Highlights & Insights

  • Converting "context management" into model actions: Unlike prior work modifying architectures or using external memory, this paper treats context curation as reversible tools for the model to call autonomously during reasoning—shifting the paradigm from "passively processing longer context" to "active curation."
  • Reversibility + Structure Preservation for RL: Rules like "never change message sequence" and "fold can be undone" are not just engineering constraints; they are specifically designed to make credit assignment manageable and ensure the framework is a strict superset of the baseline.
  • Conditional Trajectory Collection + Incremental Loss: This elegantly solves the training problem where prefix assumptions fail due to context rewriting. Each tool call receives gradient signal exactly once, preventing self-triggering collapse.
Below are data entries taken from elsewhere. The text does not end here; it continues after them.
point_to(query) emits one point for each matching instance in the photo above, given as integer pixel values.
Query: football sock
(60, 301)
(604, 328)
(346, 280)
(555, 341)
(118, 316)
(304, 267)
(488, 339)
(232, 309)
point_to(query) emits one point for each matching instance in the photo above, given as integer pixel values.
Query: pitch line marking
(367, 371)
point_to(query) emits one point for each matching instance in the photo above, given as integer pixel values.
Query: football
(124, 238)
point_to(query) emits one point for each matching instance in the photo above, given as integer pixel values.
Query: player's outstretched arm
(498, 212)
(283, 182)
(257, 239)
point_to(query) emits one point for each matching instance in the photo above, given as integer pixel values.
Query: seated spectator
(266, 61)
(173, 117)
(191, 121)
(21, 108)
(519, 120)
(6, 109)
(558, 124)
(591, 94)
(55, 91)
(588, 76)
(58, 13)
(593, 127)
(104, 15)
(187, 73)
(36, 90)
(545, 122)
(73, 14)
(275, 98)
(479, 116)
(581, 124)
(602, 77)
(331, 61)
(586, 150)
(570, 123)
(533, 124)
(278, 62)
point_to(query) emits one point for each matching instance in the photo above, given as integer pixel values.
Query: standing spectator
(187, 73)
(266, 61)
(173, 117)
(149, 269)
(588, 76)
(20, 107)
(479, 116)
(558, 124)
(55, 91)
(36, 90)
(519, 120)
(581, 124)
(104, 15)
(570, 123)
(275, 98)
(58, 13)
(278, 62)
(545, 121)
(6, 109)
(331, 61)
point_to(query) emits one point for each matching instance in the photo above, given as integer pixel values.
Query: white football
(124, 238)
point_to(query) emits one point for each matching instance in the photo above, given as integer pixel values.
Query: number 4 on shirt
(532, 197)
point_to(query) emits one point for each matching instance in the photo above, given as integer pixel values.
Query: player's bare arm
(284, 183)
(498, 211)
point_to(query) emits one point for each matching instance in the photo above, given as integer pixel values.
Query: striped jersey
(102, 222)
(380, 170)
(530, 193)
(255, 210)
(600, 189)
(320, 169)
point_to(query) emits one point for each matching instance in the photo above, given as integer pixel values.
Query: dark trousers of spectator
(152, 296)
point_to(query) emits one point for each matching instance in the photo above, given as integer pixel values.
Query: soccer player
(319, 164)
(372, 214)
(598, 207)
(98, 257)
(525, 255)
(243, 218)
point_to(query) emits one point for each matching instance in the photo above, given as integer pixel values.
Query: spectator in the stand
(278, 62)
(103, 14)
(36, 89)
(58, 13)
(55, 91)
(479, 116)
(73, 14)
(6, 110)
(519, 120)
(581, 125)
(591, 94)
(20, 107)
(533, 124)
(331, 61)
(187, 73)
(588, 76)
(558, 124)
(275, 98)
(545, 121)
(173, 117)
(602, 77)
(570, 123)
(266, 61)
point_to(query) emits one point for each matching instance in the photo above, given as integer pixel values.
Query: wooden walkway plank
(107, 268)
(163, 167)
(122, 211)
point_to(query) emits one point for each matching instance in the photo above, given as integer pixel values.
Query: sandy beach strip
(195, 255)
This approach is transferable to any scenario where an agent rewrites its own history.
  • Attention enhancement proof: The quantitative analysis of folding confirms that "explicit interference removal > expecting attention to learn ignoring" with token-level evidence.

Limitations & Future Work

  • The authors admit that zero-shot settings rely heavily on task-specific prompt engineering (tool choice is poor with a unified prompt). While this motivated the use of RL, it highlights the limited robustness of the training-free version.
  • DeepSeek-V3 showed zero or slight negative gains in zero-shot PI-LLM, indicating that ACM tool effectiveness depends strongly on the base model's inherent tool-calling and instruction-following skills.
  • Search uses exact matching (Ctrl+F), avoiding semantic retrieval to maintain determinism. This may be a disadvantage in tasks requiring semantic proximity recall, placing the entire burden of semantic understanding on the LLM's own reasoning.
  • Evaluation benchmarks are still synthetic/retrieval-heavy (PI-LLM, NeedleBench, MRCR); generalization to open-ended real-world long document reasoning requires more validation. Positioned as single-turn working memory, it still requires external systems for cross-session long-term memory.
  • vs. External Memory Systems (Mem0 / MemAgent): These target cross-session persistence or external storage with irreversible filtering. Sculptor focuses on single-session internal working memory and is fully reversible, preserving "eventually critical" information. The paper positions them as complementary.
  • vs. RAG (BM25 / Dense Retrieval): RAG performs one-time retrieval based on the final query, introducing information loss—its average scores were significantly lower than full-attention baselines in experiments. Sculptor maintains accessibility via restoration.
  • vs. Context Compression: Compression work proves that foregrounding key info improves accuracy and reduces cost; Sculptor goes further by letting the model dynamically decide "what to compress" during reasoning while keeping restoration possible.
  • vs. Window Scaling: This supports the claim that "explicit context control > merely larger token windows" is the key to robustness.

Rating

  • Novelty: ⭐⭐⭐⭐⭐ The combination of context management as reversible tools and specialized RL credit assignment for dynamic contexts is rare and self-consistent.
  • Experimental Thoroughness: ⭐⭐⭐⭐⭐ Five benchmarks, two base model types, and multiple settings (Zero-shot/SFT/RL), including attention-level and cost-level analyses.
  • Writing Quality: ⭐⭐⭐⭐ The sculptor analogy is effective and mechanisms are clear, though some tool naming (summary_by_id vs summarize_fragment) has minor inconsistencies.
  • Value: ⭐⭐⭐⭐⭐ Provides a new path for long-context robustness based on "active curation" rather than "token stacking," while saving 80%+ of context tokens.